# next Medium is the *Series* Finale (Jan 21 2011)



## astrohip (Jan 7, 2003)

Not really an SP alert, but wanted to give a head-up anyway.

The final Medium is next Friday, Jan 21 2011. Seven seasons, 132 episodes. And a heck of a lot of dreams.

From the network: [not really much of a spoiler, but rules are rules]


Spoiler



ALLISON AND JOE BEGIN NEW CAREERS THAT TAKE THEM IN DIFFERENT DIRECTIONS, ON THE SERIES FINALE OF "MEDIUM," FRIDAY, JAN. 21

"Me Without You" - When Allison becomes a lawyer and Joe starts a new job, the Dubois family is forever changed, on the series finale of MEDIUM, Friday, Jan. 21 (8:00-9:00 PM, ET/PT) on the CBS Television Network.
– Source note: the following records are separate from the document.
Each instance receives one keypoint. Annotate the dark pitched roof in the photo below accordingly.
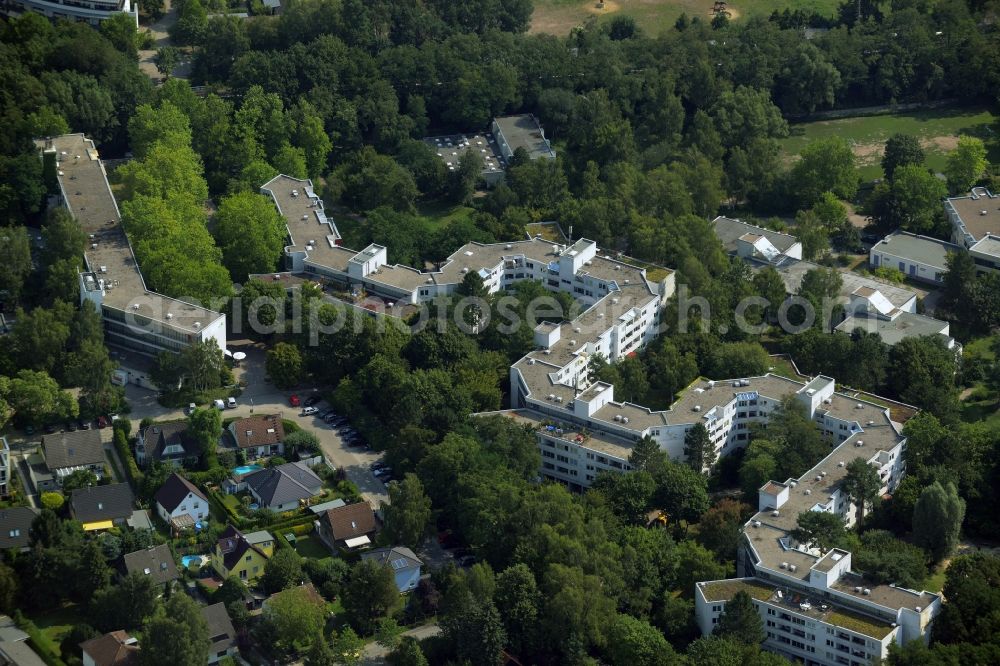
(399, 557)
(156, 562)
(350, 521)
(290, 482)
(14, 525)
(174, 490)
(258, 431)
(102, 502)
(160, 436)
(221, 632)
(233, 545)
(116, 648)
(70, 449)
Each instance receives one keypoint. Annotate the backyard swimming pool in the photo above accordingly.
(199, 560)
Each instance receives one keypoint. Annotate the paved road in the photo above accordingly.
(266, 399)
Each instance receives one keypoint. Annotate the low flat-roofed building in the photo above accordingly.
(918, 257)
(748, 241)
(90, 11)
(452, 148)
(521, 131)
(134, 317)
(974, 216)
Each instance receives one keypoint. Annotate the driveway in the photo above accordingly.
(261, 397)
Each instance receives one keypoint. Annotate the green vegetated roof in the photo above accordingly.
(724, 590)
(859, 623)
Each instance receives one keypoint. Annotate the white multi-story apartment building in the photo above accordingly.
(89, 11)
(134, 317)
(814, 608)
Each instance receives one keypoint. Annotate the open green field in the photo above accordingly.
(439, 214)
(938, 131)
(558, 17)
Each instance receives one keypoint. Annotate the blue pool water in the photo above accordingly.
(188, 560)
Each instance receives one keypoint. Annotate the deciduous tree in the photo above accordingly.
(937, 520)
(408, 513)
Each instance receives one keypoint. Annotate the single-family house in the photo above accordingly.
(67, 452)
(404, 563)
(221, 632)
(115, 648)
(14, 648)
(282, 488)
(165, 442)
(102, 507)
(157, 562)
(180, 504)
(14, 525)
(259, 436)
(236, 556)
(350, 526)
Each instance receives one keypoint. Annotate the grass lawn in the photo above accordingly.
(439, 213)
(654, 17)
(57, 623)
(310, 546)
(937, 129)
(934, 582)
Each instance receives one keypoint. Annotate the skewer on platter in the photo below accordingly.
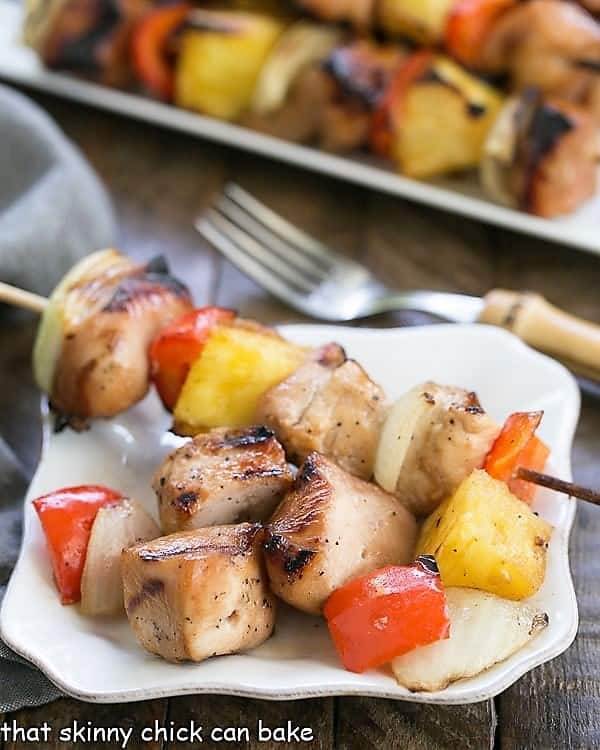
(91, 354)
(558, 485)
(12, 295)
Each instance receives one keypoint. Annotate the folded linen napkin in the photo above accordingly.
(53, 211)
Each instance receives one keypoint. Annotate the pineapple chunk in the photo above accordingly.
(220, 61)
(445, 120)
(236, 366)
(484, 537)
(423, 21)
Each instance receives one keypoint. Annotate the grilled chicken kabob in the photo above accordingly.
(423, 111)
(90, 354)
(242, 532)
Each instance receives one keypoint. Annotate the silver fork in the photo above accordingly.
(306, 274)
(314, 279)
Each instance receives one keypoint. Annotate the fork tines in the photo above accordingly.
(273, 252)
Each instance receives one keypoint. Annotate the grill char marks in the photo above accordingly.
(222, 476)
(109, 321)
(198, 594)
(330, 528)
(191, 545)
(329, 405)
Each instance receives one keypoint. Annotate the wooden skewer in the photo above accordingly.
(12, 295)
(593, 66)
(559, 485)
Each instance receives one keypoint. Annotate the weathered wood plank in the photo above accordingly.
(221, 712)
(558, 704)
(387, 725)
(72, 715)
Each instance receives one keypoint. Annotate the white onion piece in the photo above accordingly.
(115, 528)
(301, 45)
(63, 306)
(396, 436)
(484, 630)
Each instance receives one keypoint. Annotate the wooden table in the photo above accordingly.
(158, 181)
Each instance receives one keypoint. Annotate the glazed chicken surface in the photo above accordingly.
(220, 477)
(329, 405)
(199, 593)
(109, 321)
(329, 529)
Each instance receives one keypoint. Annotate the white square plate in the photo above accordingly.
(459, 194)
(99, 660)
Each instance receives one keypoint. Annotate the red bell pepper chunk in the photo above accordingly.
(149, 48)
(177, 346)
(517, 445)
(381, 615)
(67, 516)
(469, 25)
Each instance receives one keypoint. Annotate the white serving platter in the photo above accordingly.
(21, 66)
(99, 659)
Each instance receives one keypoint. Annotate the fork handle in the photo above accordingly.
(574, 341)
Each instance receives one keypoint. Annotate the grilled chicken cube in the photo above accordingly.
(199, 593)
(90, 353)
(329, 529)
(357, 12)
(87, 37)
(541, 156)
(223, 476)
(433, 437)
(329, 405)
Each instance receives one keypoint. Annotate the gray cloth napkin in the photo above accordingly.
(53, 211)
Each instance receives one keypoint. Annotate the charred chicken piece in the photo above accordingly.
(199, 593)
(541, 156)
(329, 405)
(90, 37)
(331, 528)
(433, 437)
(90, 354)
(542, 43)
(357, 12)
(223, 476)
(328, 99)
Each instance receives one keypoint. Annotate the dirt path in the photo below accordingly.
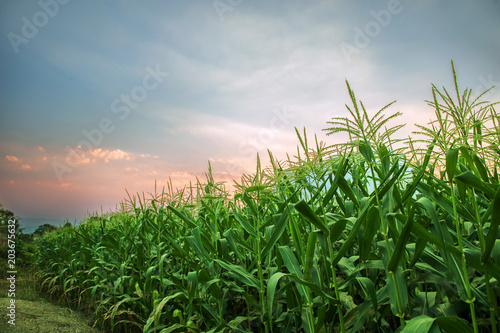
(42, 317)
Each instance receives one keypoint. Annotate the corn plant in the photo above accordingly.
(356, 237)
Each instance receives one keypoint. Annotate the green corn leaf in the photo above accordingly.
(471, 180)
(244, 223)
(492, 235)
(371, 227)
(240, 273)
(452, 325)
(420, 324)
(279, 228)
(309, 259)
(272, 284)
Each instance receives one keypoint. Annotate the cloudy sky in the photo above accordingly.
(101, 96)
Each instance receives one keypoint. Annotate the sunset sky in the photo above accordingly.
(101, 96)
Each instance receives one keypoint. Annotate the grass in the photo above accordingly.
(374, 235)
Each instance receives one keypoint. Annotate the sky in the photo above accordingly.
(99, 97)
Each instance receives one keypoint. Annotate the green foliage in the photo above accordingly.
(371, 239)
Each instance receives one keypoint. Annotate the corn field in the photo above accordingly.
(373, 235)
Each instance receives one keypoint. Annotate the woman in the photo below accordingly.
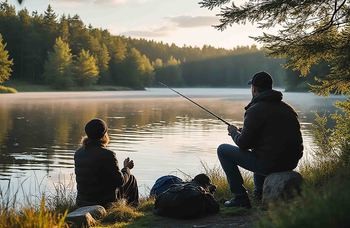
(99, 179)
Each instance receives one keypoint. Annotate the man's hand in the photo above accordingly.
(128, 163)
(231, 129)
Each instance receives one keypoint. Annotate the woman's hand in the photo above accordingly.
(231, 129)
(128, 163)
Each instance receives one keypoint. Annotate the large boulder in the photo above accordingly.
(281, 185)
(85, 216)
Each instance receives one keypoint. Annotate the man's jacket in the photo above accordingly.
(97, 175)
(271, 130)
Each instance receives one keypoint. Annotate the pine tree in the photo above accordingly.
(85, 69)
(58, 67)
(310, 32)
(5, 62)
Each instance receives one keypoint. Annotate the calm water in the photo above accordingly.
(160, 131)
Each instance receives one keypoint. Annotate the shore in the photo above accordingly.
(21, 86)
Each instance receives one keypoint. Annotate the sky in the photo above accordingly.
(182, 22)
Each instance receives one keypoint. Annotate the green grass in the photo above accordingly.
(326, 204)
(32, 217)
(4, 89)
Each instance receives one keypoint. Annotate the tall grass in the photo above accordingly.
(30, 216)
(325, 198)
(19, 208)
(5, 89)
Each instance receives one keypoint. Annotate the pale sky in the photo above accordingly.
(180, 22)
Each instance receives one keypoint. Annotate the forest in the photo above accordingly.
(63, 52)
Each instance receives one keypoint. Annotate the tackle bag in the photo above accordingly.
(185, 201)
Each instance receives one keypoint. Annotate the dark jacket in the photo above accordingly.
(97, 175)
(271, 130)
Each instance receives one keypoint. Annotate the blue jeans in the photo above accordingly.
(231, 157)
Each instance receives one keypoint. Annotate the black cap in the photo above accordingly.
(262, 80)
(96, 128)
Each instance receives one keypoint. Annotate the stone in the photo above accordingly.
(85, 216)
(281, 185)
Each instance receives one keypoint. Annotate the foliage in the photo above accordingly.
(5, 62)
(324, 205)
(121, 212)
(58, 67)
(136, 69)
(85, 69)
(180, 66)
(5, 89)
(32, 217)
(310, 32)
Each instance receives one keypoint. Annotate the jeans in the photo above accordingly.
(231, 157)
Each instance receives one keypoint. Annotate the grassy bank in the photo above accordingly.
(22, 86)
(324, 202)
(6, 89)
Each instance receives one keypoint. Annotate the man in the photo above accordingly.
(97, 172)
(270, 141)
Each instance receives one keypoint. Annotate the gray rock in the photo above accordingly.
(85, 216)
(282, 185)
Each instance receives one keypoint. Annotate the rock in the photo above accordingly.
(85, 216)
(281, 185)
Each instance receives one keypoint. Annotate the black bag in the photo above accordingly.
(186, 201)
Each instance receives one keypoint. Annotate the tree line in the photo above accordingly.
(64, 52)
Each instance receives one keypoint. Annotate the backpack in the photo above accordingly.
(163, 183)
(185, 201)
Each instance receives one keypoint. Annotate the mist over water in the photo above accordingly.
(162, 132)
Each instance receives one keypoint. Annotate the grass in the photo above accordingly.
(324, 202)
(5, 89)
(32, 217)
(325, 205)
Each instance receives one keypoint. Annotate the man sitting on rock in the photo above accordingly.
(99, 179)
(270, 141)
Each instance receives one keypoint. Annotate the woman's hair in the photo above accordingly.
(102, 141)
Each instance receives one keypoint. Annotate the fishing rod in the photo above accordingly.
(211, 113)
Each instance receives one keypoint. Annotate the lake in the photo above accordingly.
(162, 132)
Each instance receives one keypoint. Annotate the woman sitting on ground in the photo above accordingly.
(99, 179)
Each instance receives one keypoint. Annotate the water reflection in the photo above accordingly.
(162, 132)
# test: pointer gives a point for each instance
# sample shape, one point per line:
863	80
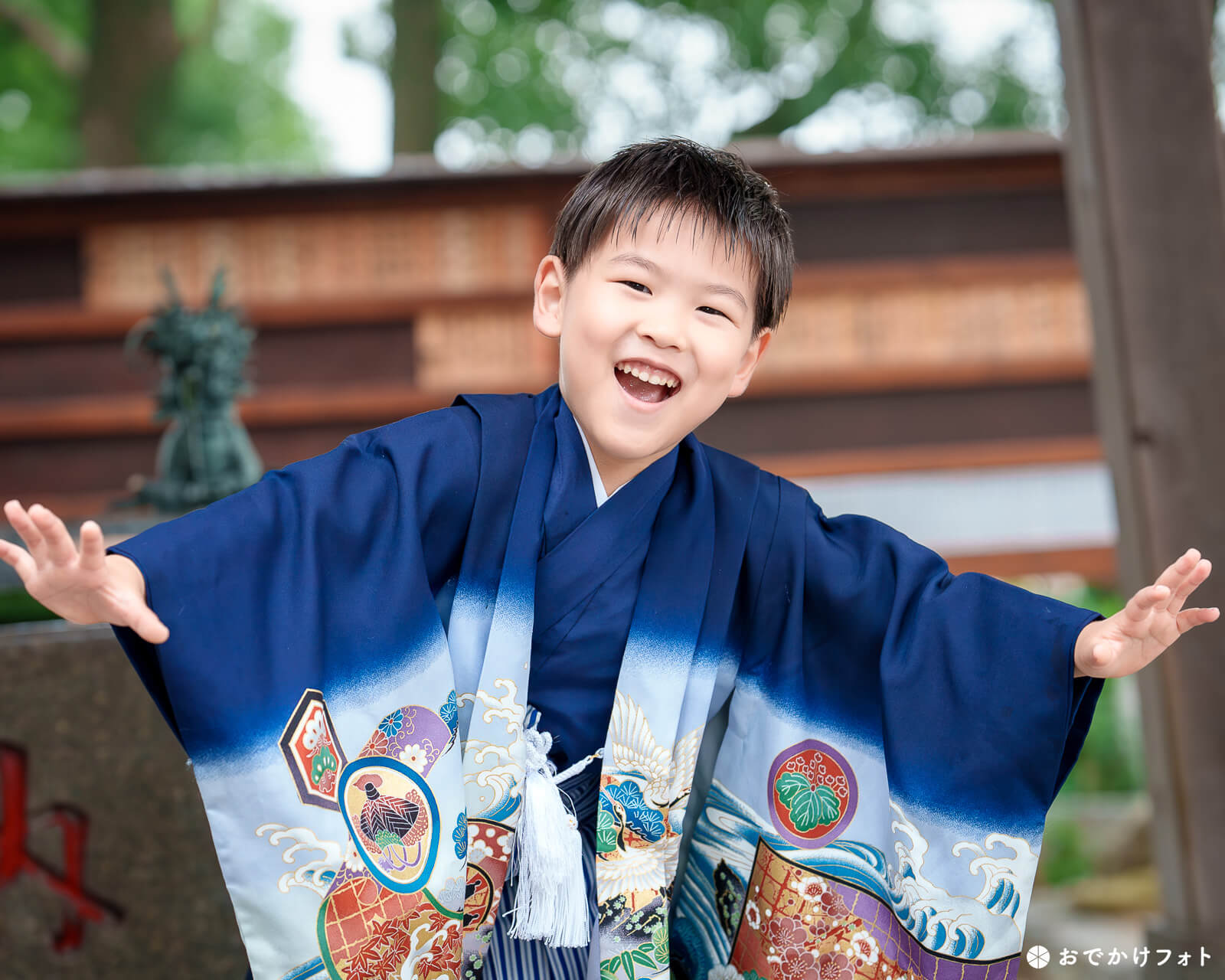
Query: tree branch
65	53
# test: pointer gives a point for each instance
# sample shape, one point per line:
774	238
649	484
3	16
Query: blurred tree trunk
126	83
416	51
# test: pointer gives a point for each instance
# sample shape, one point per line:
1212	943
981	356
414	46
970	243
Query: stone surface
95	741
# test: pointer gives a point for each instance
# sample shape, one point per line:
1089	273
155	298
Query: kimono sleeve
312	575
965	683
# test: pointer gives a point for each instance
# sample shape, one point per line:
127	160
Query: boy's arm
1148	625
83	586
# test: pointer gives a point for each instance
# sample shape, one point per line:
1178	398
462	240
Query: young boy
364	652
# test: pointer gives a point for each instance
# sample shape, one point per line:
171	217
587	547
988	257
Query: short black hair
680	175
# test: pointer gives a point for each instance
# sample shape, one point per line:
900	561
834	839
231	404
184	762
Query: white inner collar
597	483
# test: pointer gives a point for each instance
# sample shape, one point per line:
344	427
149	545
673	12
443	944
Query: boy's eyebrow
634	259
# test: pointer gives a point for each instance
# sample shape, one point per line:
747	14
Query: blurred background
379	179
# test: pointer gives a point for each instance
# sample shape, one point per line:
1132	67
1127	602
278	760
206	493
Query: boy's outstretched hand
83	587
1151	622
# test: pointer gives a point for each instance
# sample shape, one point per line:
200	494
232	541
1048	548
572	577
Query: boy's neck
614	473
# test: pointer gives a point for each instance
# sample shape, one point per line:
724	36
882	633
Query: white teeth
646	375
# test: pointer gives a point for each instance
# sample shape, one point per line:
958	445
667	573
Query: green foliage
38	103
16	606
1063	857
226	101
508	65
232	107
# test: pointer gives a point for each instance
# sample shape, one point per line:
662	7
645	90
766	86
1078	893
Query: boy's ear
550	285
749	363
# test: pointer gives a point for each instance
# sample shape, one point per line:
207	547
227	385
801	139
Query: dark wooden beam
1148	216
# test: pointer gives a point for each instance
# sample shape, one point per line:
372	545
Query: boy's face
667	303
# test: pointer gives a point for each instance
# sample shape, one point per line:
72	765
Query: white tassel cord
550	903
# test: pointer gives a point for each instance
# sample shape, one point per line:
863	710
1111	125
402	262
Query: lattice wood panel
495	346
296	257
930	325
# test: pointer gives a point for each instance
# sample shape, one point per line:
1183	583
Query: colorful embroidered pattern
312	751
800	925
812	794
489	851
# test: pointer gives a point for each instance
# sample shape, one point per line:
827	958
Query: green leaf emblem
806	806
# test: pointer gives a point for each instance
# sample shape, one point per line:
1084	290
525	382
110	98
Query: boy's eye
641	288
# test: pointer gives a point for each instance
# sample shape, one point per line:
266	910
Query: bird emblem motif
391	826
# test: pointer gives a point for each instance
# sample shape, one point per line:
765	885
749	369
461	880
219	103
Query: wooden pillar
1143	178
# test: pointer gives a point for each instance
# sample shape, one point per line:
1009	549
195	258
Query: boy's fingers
1191	618
1142	603
151	629
1176	573
92	553
1194	580
59	545
20	560
24	527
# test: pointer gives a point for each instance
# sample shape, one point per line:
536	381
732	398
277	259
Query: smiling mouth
642	389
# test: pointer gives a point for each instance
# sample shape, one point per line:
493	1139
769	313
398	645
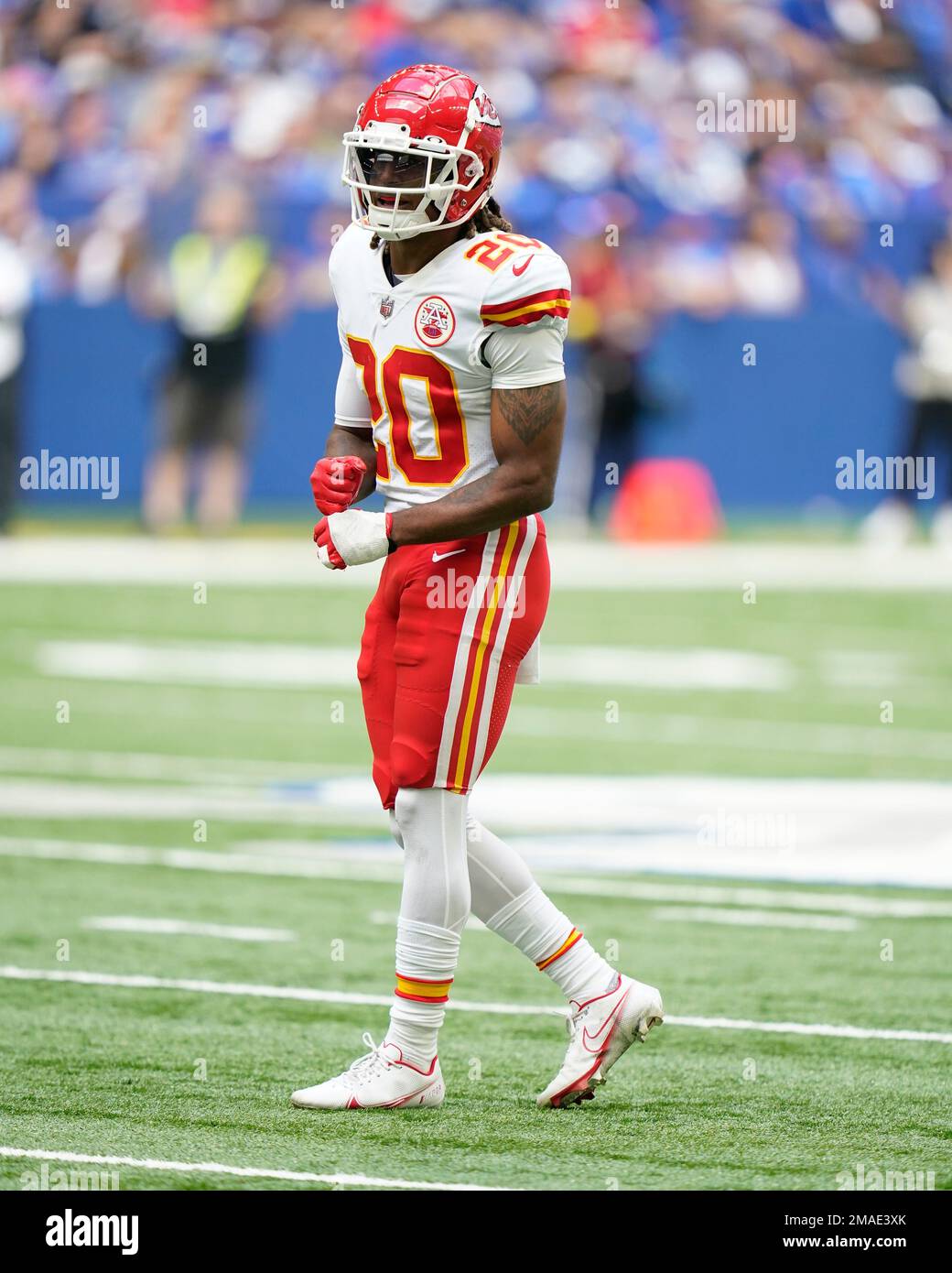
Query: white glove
352	538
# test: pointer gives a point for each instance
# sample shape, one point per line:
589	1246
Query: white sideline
577	563
186	929
113	1159
274	666
384	1001
755	918
373	862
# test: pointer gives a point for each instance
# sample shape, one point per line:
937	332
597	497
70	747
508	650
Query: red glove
335	482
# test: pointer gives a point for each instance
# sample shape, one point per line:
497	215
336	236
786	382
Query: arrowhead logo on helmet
423	153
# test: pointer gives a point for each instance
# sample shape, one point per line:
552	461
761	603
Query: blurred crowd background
129	125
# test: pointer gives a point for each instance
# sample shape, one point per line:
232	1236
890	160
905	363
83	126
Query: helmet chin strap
392	224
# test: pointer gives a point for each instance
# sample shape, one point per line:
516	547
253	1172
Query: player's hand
352	538
336	482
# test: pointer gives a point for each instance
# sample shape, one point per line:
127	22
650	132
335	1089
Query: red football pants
443	639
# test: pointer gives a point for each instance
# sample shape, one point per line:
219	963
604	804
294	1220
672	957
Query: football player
450	401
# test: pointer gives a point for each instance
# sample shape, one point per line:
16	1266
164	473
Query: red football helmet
427	137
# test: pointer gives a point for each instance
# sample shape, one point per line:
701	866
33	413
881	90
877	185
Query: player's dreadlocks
489	218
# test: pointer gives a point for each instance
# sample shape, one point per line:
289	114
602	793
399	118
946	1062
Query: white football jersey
424	358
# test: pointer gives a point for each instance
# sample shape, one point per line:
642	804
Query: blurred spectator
925	375
765	275
16	283
217	286
121	110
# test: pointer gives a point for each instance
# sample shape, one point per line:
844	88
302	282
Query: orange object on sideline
665	499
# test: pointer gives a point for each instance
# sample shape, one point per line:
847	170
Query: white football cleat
380	1080
600	1031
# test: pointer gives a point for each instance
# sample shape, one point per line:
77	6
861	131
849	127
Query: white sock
536	927
433	910
427	957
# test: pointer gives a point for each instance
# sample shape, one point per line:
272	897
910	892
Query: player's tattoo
530	411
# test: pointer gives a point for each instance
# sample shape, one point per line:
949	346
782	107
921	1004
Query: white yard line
755	918
269	665
228	770
185	929
384	1001
374	862
577	564
224	1169
734	734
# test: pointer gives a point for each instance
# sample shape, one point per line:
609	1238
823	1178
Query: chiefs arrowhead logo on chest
434	321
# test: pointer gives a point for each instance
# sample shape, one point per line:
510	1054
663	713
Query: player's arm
527	431
348	470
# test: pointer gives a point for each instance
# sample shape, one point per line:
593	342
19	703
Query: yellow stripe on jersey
559	309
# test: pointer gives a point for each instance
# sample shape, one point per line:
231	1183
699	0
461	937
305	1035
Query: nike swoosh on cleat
593	1038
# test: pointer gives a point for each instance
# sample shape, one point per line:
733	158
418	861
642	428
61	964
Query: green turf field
189	1076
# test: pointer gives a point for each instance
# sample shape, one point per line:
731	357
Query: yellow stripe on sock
407	988
574	936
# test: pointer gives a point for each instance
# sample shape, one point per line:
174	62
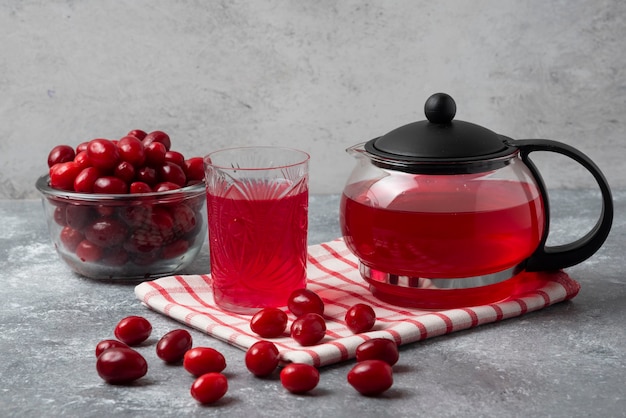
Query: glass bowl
126	236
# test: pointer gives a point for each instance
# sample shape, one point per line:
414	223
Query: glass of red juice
257	204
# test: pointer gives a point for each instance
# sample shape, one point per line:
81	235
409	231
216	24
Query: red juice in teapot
258	247
442	229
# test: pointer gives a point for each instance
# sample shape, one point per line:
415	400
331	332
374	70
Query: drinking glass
257	204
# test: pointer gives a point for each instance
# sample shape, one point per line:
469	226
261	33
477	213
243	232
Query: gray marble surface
568	360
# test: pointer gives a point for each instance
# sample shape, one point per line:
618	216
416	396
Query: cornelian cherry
262	358
302	301
269	322
299	377
62	175
308	329
173	345
119	365
371	377
60	154
102	153
131	150
160	137
209	388
360	318
133	330
201	360
155	153
110	185
137	133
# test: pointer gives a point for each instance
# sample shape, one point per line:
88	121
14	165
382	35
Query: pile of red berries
137	163
125	235
372	375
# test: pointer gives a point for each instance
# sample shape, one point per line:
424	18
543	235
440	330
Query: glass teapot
443	213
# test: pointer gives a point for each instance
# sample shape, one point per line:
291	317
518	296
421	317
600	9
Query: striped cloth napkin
333	274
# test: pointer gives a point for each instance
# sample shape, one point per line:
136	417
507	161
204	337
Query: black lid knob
432	144
440	108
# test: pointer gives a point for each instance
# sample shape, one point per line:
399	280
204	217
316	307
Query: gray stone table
564	361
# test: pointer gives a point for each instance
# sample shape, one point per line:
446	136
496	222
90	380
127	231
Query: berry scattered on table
202	360
119	365
303	301
269	322
209	388
360	318
133	330
308	329
299	377
172	346
262	358
371	377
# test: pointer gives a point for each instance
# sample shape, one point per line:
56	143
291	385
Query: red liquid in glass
442	230
258	249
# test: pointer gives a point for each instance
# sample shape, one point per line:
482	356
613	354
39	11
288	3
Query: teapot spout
357	150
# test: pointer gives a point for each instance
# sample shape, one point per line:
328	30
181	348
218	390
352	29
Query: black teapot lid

Read more: Listings - MEDIUM on CBS | TheFutonCritic.com http://www.thefutoncritic.com/listings/20101221cbs03/&date=01/21/2011#ixzz1B4fr7dxX



I've seen every episode. What's been kinda cool is watching the girls grow up. Adults just age (well, TV adults really don't), but the kids... Marie was 2 when the show started, now she's 8. Bridgette went from 7 to 13. Ariel from 12 to 18.

I'm glad they were able to go out with notice, and have the ability to do a true Series Finale. I wish more shows had this chance.


----------